Joe Sharkey channels 2005: This travel column in the New York Times reads a bit odd. Nearly everything in the article, exception the proliferation of mobile devices with Wi-Fi built in, could have been written in 2005, or even earlier.
"The days when business travelers routinely fretted about the availability of Internet connections in hotels are gone, or rapidly fading." That started fading long ago, when most hotels had put in Internet service. Five years ago, the majority of hotels had some form of access, with most of that service in rooms. In the last five years, it's been backfill for the few remaining properties and rooms, with more Wi-Fi than Ethernet in the mix.

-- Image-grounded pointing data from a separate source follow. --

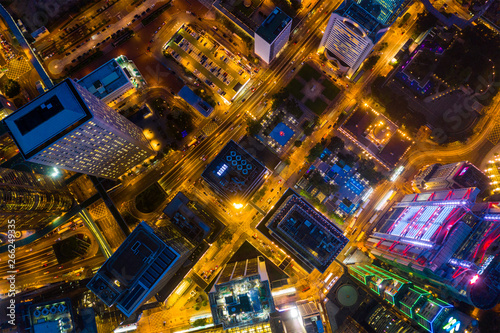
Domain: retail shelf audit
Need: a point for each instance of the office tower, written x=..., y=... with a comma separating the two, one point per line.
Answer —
x=451, y=176
x=445, y=239
x=305, y=232
x=355, y=27
x=140, y=268
x=6, y=107
x=272, y=35
x=234, y=174
x=115, y=80
x=241, y=296
x=69, y=128
x=28, y=198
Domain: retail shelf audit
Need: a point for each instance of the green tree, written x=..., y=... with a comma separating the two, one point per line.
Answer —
x=12, y=88
x=425, y=21
x=336, y=143
x=253, y=127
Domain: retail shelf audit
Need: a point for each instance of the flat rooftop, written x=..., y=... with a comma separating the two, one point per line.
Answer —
x=105, y=79
x=234, y=173
x=273, y=25
x=298, y=226
x=47, y=118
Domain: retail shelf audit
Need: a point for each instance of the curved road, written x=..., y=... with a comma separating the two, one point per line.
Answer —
x=26, y=47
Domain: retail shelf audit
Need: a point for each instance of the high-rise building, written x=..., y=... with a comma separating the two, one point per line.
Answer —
x=183, y=213
x=114, y=80
x=69, y=128
x=234, y=174
x=355, y=27
x=311, y=237
x=272, y=35
x=140, y=268
x=451, y=176
x=28, y=197
x=414, y=303
x=241, y=296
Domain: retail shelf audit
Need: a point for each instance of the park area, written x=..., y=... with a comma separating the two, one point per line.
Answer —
x=312, y=89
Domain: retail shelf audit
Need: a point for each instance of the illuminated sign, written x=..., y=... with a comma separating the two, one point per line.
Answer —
x=452, y=326
x=486, y=263
x=396, y=173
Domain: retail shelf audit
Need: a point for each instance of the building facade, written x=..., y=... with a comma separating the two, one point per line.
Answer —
x=451, y=176
x=272, y=35
x=355, y=27
x=241, y=296
x=69, y=128
x=444, y=239
x=27, y=197
x=141, y=267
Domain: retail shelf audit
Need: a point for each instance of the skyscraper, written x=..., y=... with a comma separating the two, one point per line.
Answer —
x=140, y=268
x=69, y=128
x=272, y=35
x=27, y=197
x=355, y=27
x=305, y=232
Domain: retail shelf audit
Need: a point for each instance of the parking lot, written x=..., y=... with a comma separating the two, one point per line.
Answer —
x=213, y=64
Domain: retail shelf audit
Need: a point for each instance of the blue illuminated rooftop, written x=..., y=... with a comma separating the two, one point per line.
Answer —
x=195, y=101
x=282, y=134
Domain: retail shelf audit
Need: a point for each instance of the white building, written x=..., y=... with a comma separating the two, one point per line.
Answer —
x=114, y=80
x=69, y=128
x=272, y=35
x=346, y=43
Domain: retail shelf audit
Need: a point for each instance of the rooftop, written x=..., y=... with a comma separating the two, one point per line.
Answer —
x=234, y=173
x=372, y=15
x=105, y=79
x=298, y=226
x=377, y=135
x=138, y=265
x=47, y=118
x=195, y=101
x=273, y=25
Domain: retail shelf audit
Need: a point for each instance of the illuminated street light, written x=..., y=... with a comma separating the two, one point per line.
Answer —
x=55, y=173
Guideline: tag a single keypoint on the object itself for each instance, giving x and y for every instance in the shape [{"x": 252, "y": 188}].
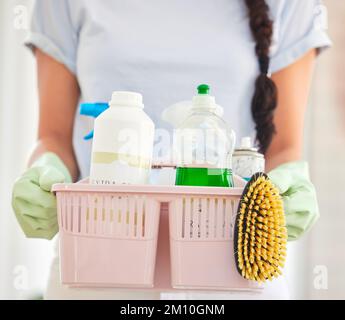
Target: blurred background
[{"x": 316, "y": 264}]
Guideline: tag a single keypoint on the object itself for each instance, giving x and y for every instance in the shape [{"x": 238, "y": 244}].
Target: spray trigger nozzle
[{"x": 92, "y": 110}]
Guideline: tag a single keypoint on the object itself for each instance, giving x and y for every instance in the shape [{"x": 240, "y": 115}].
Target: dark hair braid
[{"x": 265, "y": 96}]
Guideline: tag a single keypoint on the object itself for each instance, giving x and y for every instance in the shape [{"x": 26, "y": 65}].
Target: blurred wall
[
  {"x": 325, "y": 148},
  {"x": 23, "y": 263}
]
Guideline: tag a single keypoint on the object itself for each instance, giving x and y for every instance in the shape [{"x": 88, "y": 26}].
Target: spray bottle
[{"x": 203, "y": 145}]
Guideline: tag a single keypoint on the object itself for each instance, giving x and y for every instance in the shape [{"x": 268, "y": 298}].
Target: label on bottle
[{"x": 109, "y": 168}]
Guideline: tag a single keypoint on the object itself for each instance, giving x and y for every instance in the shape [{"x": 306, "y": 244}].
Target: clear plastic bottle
[{"x": 203, "y": 145}]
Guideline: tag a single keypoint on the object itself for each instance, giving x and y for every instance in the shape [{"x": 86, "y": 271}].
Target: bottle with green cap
[{"x": 203, "y": 145}]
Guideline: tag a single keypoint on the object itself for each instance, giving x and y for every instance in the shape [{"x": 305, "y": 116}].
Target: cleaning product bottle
[
  {"x": 123, "y": 142},
  {"x": 246, "y": 160},
  {"x": 203, "y": 145}
]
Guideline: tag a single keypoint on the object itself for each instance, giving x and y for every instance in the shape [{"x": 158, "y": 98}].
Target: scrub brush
[{"x": 260, "y": 233}]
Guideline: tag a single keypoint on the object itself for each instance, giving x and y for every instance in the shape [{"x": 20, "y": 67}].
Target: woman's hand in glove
[
  {"x": 33, "y": 203},
  {"x": 299, "y": 196}
]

Sharkey even uses a term I haven't heard broadly used in years: "Others carry an AirCard, a small modem that can link laptops to the Internet using cellular networks." First, it's a generic, so it shouldn't be capitalized; second, it's a mobile broadband modem, a 3G modem, a USB cell modem, or whatever. Aircard was a mainstream media invented term for something that already had a name.
With more people traveling with 3G modems and devices with 3G access, the odds of needing hotel Wi-Fi is likely declining daily. Hotels have to cope with that loss of revenue, just like they lost long-distance calling and fax revenue over the last 15 years.
The only real news in the column is the increasing shift to free service, driven by a move in the United States (but not internationally) to more no-cost Wi-Fi. Most Wi-Fi hotspots in the US are now free or free-with-purchase (or Starbucks's deal: two hours free with a single purchase on a registered card).